Theresa Lynn, chair of the Department of Physics and associate professor of physics. She succeeds Peter Saeta. Lynn works on the security of quantum communications, from both experimental and theoretical perspectives, and routinely collaborates with research students on a variety of quantum information projects. She and her students have published well-received papers, including “Entanglement-secured single-qubit quantum secret sharing” and “Distinguishability of hyper-entangled Bell states by linear evolution and local projective measurement.” Lynn also has been instrumental in developing the first-semester writing half-course (Writ1), which prepares students for college-level writing across the curriculum.
Lisa Sullivan, interim chair of the Department of Humanities, Social Sciences and the Arts (HSA) and Willard W. Keith Jr. Fellow in the Humanities and professor of economic history. Succeeding Bill Alves, she will serve as chair during the sabbatical of Paul Steinberg, Malcolm Lewis ’67 Professor of Sustainability and Society, who will become chair of the HSA department beginning July 1, 2017. Sullivan, who served as HSA department chair from 2005 to 2008, just completed serving three years as chair of the faculty. She also has served as associate dean of academic affairs and as associate dean for faculty development. A historian of the concept of work, Sullivan specializes in medieval and early American economic history and the history of work ethics.
New Associate Deans
Lori Bassman, professor of engineering, will serve a three-year term as associate dean for academic affairs, succeeding Bob Cave, professor of chemistry. She brings experience as associate chair of the Department of Engineering to the job. In her research, Bassman and her student team simulate structures and properties of high-entropy alloys, a new category of metals that have the potential to replace many common metals due to excellent properties that can be tailored to specific applications.

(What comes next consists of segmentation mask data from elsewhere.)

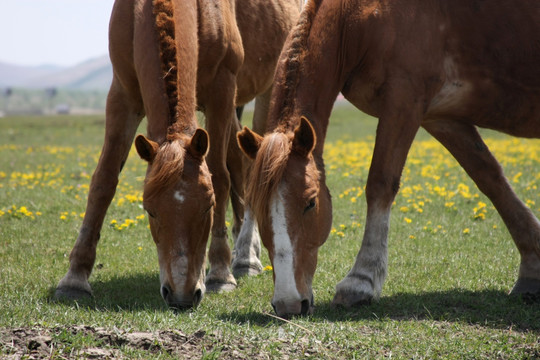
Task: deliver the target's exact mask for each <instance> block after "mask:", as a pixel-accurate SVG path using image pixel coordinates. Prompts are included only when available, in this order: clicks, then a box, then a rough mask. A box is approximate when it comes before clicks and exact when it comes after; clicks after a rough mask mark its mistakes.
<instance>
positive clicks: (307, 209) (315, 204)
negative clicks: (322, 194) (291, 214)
mask: <svg viewBox="0 0 540 360" xmlns="http://www.w3.org/2000/svg"><path fill="white" fill-rule="evenodd" d="M315 205H316V203H315V198H312V199H310V200H309V203H308V204H307V206H306V207H305V208H304V214H305V213H306V212H308V211H309V210H311V209H313V208H314V207H315Z"/></svg>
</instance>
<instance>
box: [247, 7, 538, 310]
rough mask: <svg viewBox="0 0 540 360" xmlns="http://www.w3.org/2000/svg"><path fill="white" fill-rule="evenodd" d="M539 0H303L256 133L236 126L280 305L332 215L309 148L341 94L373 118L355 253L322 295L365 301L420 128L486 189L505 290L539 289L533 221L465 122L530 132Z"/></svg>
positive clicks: (254, 213)
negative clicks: (306, 0) (507, 238)
mask: <svg viewBox="0 0 540 360" xmlns="http://www.w3.org/2000/svg"><path fill="white" fill-rule="evenodd" d="M539 43H540V5H539V3H538V2H537V1H534V0H525V1H519V2H515V1H510V0H504V1H498V2H489V1H469V0H456V1H452V2H447V1H442V0H428V1H424V0H410V1H396V0H385V1H371V0H309V1H308V2H307V5H306V7H305V8H304V10H303V12H302V14H301V16H300V20H299V22H298V23H297V25H296V26H295V28H294V29H293V30H292V32H291V34H290V36H289V38H288V40H287V42H286V44H285V46H284V49H283V52H282V55H281V57H280V60H279V63H278V68H277V69H276V78H275V84H274V90H273V93H272V97H271V108H270V113H269V119H268V122H269V123H268V128H267V131H268V133H267V134H266V135H265V136H264V138H263V137H260V136H258V135H257V134H255V133H253V132H252V131H250V130H249V129H244V130H243V131H242V132H240V133H239V134H238V140H239V143H240V146H241V147H242V149H243V150H244V152H245V153H246V154H247V155H248V156H250V157H251V158H253V159H254V165H253V171H252V172H251V174H250V180H249V182H248V184H249V188H248V190H247V199H248V203H249V204H250V205H251V207H252V209H253V212H254V214H255V217H256V218H257V221H258V223H259V228H260V231H261V237H262V240H263V243H264V245H265V246H266V247H267V249H268V251H269V254H270V258H271V259H272V263H273V265H274V269H275V279H274V286H275V289H274V296H273V299H272V304H273V305H274V308H275V310H276V313H277V314H278V315H280V316H290V315H295V314H306V313H310V312H311V311H313V295H312V278H313V275H314V272H315V268H316V263H317V252H318V248H319V247H320V246H321V245H322V244H323V243H324V242H325V240H326V238H327V236H328V232H329V230H330V223H331V219H332V213H331V199H330V195H329V191H328V189H327V187H326V183H325V170H324V162H323V157H322V154H323V147H324V139H325V136H326V129H327V125H328V121H329V116H330V113H331V109H332V106H333V103H334V101H335V99H336V97H337V95H338V93H339V92H340V91H341V92H342V93H343V95H344V96H345V97H346V98H347V99H348V100H349V101H350V102H351V103H352V104H354V105H355V106H356V107H357V108H358V109H360V110H362V111H363V112H365V113H367V114H370V115H372V116H375V117H378V118H379V123H378V127H377V133H376V141H375V148H374V152H373V158H372V162H371V167H370V170H369V175H368V180H367V184H366V200H367V215H366V226H365V232H364V237H363V240H362V245H361V248H360V251H359V253H358V255H357V257H356V261H355V263H354V265H353V267H352V269H351V270H350V271H349V273H348V274H347V275H346V276H345V278H344V279H343V280H342V281H341V282H340V283H339V284H338V285H337V287H336V294H335V297H334V300H333V303H334V304H335V305H340V306H346V307H351V306H359V305H362V304H367V303H369V302H371V301H372V300H373V299H377V298H378V297H379V296H380V294H381V291H382V287H383V283H384V280H385V277H386V269H387V237H388V229H389V224H390V208H391V205H392V202H393V200H394V197H395V195H396V194H397V192H398V189H399V185H400V177H401V173H402V169H403V166H404V163H405V160H406V157H407V153H408V151H409V148H410V146H411V143H412V141H413V139H414V136H415V134H416V132H417V131H418V129H419V128H420V127H423V128H425V129H426V130H427V131H428V132H429V133H430V134H431V135H432V136H433V137H435V138H436V139H437V140H439V141H440V142H441V143H442V144H443V145H444V146H445V147H446V148H447V149H448V151H449V152H450V153H451V154H452V155H453V156H454V157H455V158H456V159H457V161H458V162H459V163H460V164H461V166H462V167H463V168H464V169H465V171H466V172H467V173H468V174H469V176H470V177H471V178H472V179H473V180H474V181H475V183H476V184H477V186H478V187H479V189H480V190H481V191H482V192H483V193H484V194H486V196H488V197H489V198H490V200H491V201H492V203H493V204H494V206H495V207H496V209H497V211H498V212H499V214H500V215H501V217H502V219H503V220H504V222H505V224H506V226H507V227H508V229H509V231H510V234H511V236H512V238H513V240H514V243H515V244H516V246H517V248H518V250H519V253H520V255H521V263H520V267H519V275H518V279H517V282H516V284H515V285H514V287H513V290H512V293H514V294H524V293H534V294H538V293H539V292H540V223H539V221H538V220H537V218H536V217H535V216H534V214H533V213H532V212H531V210H530V209H529V208H528V207H527V206H526V205H525V204H524V203H523V202H522V201H521V200H519V199H518V198H517V196H516V195H515V193H514V192H513V190H512V188H511V186H510V184H509V182H508V181H507V180H506V178H505V177H504V174H503V172H502V169H501V167H500V165H499V164H498V162H497V161H496V160H495V158H494V157H493V156H492V155H491V153H490V151H489V150H488V148H487V146H486V145H485V143H484V142H483V140H482V139H481V137H480V135H479V134H478V132H477V129H476V126H480V127H485V128H490V129H495V130H499V131H502V132H506V133H509V134H511V135H515V136H523V137H540V67H539V66H538V63H539V60H540V46H538V44H539Z"/></svg>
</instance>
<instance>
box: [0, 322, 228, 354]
mask: <svg viewBox="0 0 540 360" xmlns="http://www.w3.org/2000/svg"><path fill="white" fill-rule="evenodd" d="M212 337H213V336H208V335H206V333H205V332H204V331H198V332H196V333H194V334H191V335H186V334H184V333H182V332H181V331H177V330H167V331H156V332H127V331H123V330H118V329H115V330H110V329H104V328H94V327H90V326H72V327H66V328H60V327H57V328H52V329H44V328H16V329H0V345H1V350H2V353H3V354H4V356H6V358H7V359H21V358H25V359H49V358H55V359H73V358H87V359H117V358H123V357H125V355H124V354H125V353H126V352H128V353H129V352H134V353H138V354H139V355H143V356H144V353H146V354H147V355H148V356H151V355H152V354H154V355H157V354H159V353H168V354H170V355H172V356H174V357H177V358H199V357H201V354H203V353H205V352H206V353H208V352H212V347H213V343H214V341H213V339H212ZM220 357H221V355H220Z"/></svg>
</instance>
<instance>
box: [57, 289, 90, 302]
mask: <svg viewBox="0 0 540 360" xmlns="http://www.w3.org/2000/svg"><path fill="white" fill-rule="evenodd" d="M92 296H93V295H92V292H89V291H87V290H84V289H78V288H71V287H65V286H63V287H58V288H56V291H55V292H54V297H55V298H56V299H57V300H81V299H88V298H91V297H92Z"/></svg>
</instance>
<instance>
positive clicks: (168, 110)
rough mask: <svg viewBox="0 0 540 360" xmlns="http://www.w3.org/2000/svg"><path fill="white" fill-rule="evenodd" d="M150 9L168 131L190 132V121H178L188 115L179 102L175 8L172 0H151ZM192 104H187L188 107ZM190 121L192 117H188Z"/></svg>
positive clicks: (178, 83) (191, 125)
mask: <svg viewBox="0 0 540 360" xmlns="http://www.w3.org/2000/svg"><path fill="white" fill-rule="evenodd" d="M152 12H153V15H154V18H155V26H156V32H157V40H158V47H159V58H160V60H161V78H162V79H163V81H164V83H165V93H166V96H167V100H168V114H169V116H168V130H167V133H168V134H172V133H176V132H191V133H193V131H194V130H195V128H196V126H193V125H194V124H193V122H192V121H187V122H185V121H179V120H181V119H182V120H183V119H188V118H189V117H190V116H191V115H189V114H184V113H185V112H186V111H185V109H183V108H182V102H181V101H180V91H179V85H180V73H179V69H180V66H179V63H180V61H179V55H180V54H179V53H178V49H177V45H176V22H175V18H174V13H175V8H174V2H173V1H172V0H153V1H152ZM191 105H192V106H193V107H194V106H195V105H194V104H189V105H188V106H191ZM189 120H191V119H189Z"/></svg>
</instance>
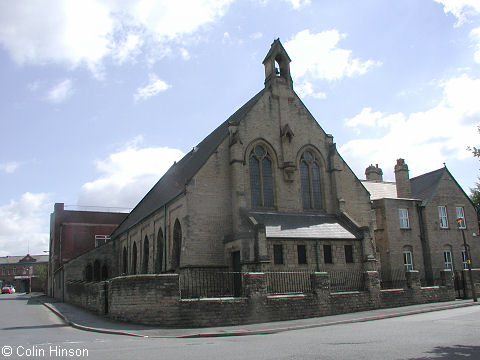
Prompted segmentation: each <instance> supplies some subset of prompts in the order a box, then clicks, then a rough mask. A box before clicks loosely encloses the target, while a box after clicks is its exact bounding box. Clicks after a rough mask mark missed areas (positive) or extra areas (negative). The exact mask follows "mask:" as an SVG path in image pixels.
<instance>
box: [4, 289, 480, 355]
mask: <svg viewBox="0 0 480 360" xmlns="http://www.w3.org/2000/svg"><path fill="white" fill-rule="evenodd" d="M0 330H1V333H0V334H1V335H0V345H1V348H2V355H3V356H2V357H1V358H2V359H7V358H8V359H80V358H87V359H129V360H131V359H189V360H190V359H208V360H212V359H262V360H263V359H265V360H266V359H276V360H278V359H356V360H357V359H369V360H377V359H379V360H380V359H381V360H384V359H409V360H420V359H422V360H423V359H442V360H445V359H449V360H450V359H469V360H475V359H480V306H473V307H466V308H460V309H453V310H444V311H437V312H431V313H425V314H419V315H412V316H404V317H399V318H392V319H385V320H376V321H369V322H364V323H354V324H344V325H334V326H327V327H319V328H312V329H304V330H295V331H288V332H283V333H278V334H271V335H254V336H241V337H222V338H202V339H160V338H135V337H127V336H122V335H109V334H99V333H94V332H86V331H82V330H77V329H74V328H71V327H69V326H66V325H65V324H64V323H63V322H62V321H61V320H59V319H58V318H57V317H56V316H55V315H54V314H53V313H51V312H50V311H49V310H48V309H46V308H45V307H44V306H43V305H41V304H38V303H35V302H33V301H31V300H28V297H26V296H23V295H20V294H13V295H8V294H7V295H2V296H1V297H0ZM9 351H11V352H12V354H11V356H7V355H8V353H9ZM62 352H63V354H64V356H62V355H61V354H62Z"/></svg>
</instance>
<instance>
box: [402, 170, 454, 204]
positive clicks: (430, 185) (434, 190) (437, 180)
mask: <svg viewBox="0 0 480 360" xmlns="http://www.w3.org/2000/svg"><path fill="white" fill-rule="evenodd" d="M446 171H447V168H445V167H443V168H440V169H438V170H434V171H431V172H429V173H426V174H423V175H420V176H417V177H414V178H412V179H410V186H411V189H412V195H413V197H415V198H418V199H422V200H423V204H426V203H428V202H429V201H430V199H431V198H432V196H433V194H434V193H435V190H436V189H437V186H438V183H439V182H440V179H441V178H442V176H443V174H445V172H446Z"/></svg>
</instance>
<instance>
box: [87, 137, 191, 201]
mask: <svg viewBox="0 0 480 360" xmlns="http://www.w3.org/2000/svg"><path fill="white" fill-rule="evenodd" d="M141 141H142V138H141V137H137V138H135V139H134V140H133V141H131V142H129V143H128V144H127V146H126V148H124V149H122V150H119V151H117V152H115V153H113V154H110V155H109V156H108V157H107V158H106V159H103V160H98V161H97V162H96V168H97V171H98V172H99V173H100V176H99V177H98V178H97V179H95V180H93V181H90V182H87V183H85V184H84V185H83V186H82V188H81V191H80V196H79V200H78V204H79V205H96V206H107V207H108V206H112V207H114V206H115V207H124V208H133V207H134V206H135V205H136V204H137V203H138V202H139V201H140V200H141V199H142V198H143V196H145V194H146V193H147V192H148V191H149V190H150V189H151V187H152V186H153V185H154V184H155V183H156V182H157V181H158V180H159V179H160V178H161V176H162V175H163V174H164V173H165V172H166V171H167V170H168V168H169V167H170V166H171V165H172V164H173V162H174V161H178V160H180V159H181V158H182V157H183V155H184V154H183V153H182V152H181V151H180V150H177V149H171V148H168V147H146V148H141V147H139V144H140V143H141Z"/></svg>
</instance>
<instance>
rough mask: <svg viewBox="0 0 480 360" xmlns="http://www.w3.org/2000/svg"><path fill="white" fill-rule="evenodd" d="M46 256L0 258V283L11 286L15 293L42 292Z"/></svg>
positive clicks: (43, 290) (45, 270)
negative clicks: (26, 292)
mask: <svg viewBox="0 0 480 360" xmlns="http://www.w3.org/2000/svg"><path fill="white" fill-rule="evenodd" d="M47 266H48V255H30V254H27V255H25V256H2V257H0V283H1V284H2V286H3V285H4V284H5V285H7V284H11V285H13V286H14V287H15V290H16V291H17V292H29V291H30V290H31V291H35V292H44V291H45V285H46V280H47Z"/></svg>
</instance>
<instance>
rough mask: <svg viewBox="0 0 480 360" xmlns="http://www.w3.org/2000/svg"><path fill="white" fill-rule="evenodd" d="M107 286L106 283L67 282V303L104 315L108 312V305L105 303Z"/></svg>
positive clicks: (66, 283)
mask: <svg viewBox="0 0 480 360" xmlns="http://www.w3.org/2000/svg"><path fill="white" fill-rule="evenodd" d="M106 285H107V283H106V282H105V281H101V282H84V281H67V282H66V283H65V302H68V303H70V304H73V305H76V306H79V307H82V308H84V309H87V310H89V311H91V312H94V313H96V314H101V315H103V314H105V313H106V311H108V303H106V302H105V299H106V296H105V287H106Z"/></svg>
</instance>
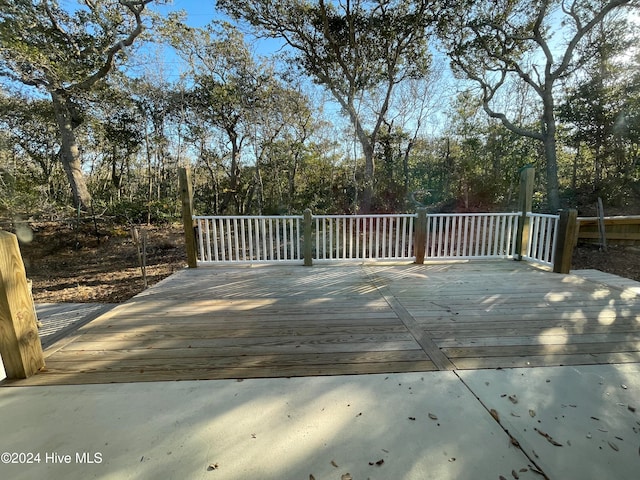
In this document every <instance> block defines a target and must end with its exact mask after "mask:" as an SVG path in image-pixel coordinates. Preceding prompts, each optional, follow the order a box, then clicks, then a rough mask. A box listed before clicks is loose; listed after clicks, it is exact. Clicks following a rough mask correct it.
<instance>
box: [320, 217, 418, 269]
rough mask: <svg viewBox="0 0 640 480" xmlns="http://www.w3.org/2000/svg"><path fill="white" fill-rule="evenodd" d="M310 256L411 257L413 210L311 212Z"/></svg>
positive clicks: (371, 258)
mask: <svg viewBox="0 0 640 480" xmlns="http://www.w3.org/2000/svg"><path fill="white" fill-rule="evenodd" d="M313 218H314V220H315V234H314V239H315V242H314V243H315V245H314V249H313V251H314V252H315V254H314V260H317V261H326V260H355V261H362V260H412V259H415V256H414V253H413V224H414V220H415V218H416V214H389V215H317V216H316V215H314V217H313Z"/></svg>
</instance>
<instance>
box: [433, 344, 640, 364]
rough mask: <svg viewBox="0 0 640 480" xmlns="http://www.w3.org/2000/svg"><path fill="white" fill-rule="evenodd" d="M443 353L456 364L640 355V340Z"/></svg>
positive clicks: (447, 350)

Dagan Karp, associate professor of mathematics, will serve a three-year term as associate dean for diversity. He succeeds Darryl Yong ’96, professor of mathematics. Karp brings experience to the position, including work as associate department chair and as an active member of the Society for Advancement of Chicano and Native Americans in Science. He has a passion for civil rights, including gender equity, and is active in promoting diversity in and through mathematics. A member of the diversity committee of the Mathematical Sciences Research Institute, he launched Harvey Mudd’s first Seminar on Underrepresentation in the Mathematical Sciences and organized the 2011 HMC Mathematical Conference, which focused on broadening participation in the mathematical sciences. He is a founding editor of the E-Mentoring Network in the Mathematical Sciences blog hosted by the American Mathematical Society. His research focuses on algebraic geometry and Gromov-Witten theory.
Chair of the Faculty
Patrick Little, J. Stanley and Mary Wig Johnson Professor of Engineering, will serve a three-year term as chair of the faculty. He succeeds Lisa Sullivan, now chair of HSA. Little is director of Harvey Mudd’s Global Clinic Program and interim co-director of the Rick and Susan Sontag Center for Collaborative Creativity. He is co-author with Elizabeth Orwin ’95 (James Howard Kindelberger Chair of Engineering) and the late Clive L. Dym of the textbook Engineering Design: A Project-Based Introduction.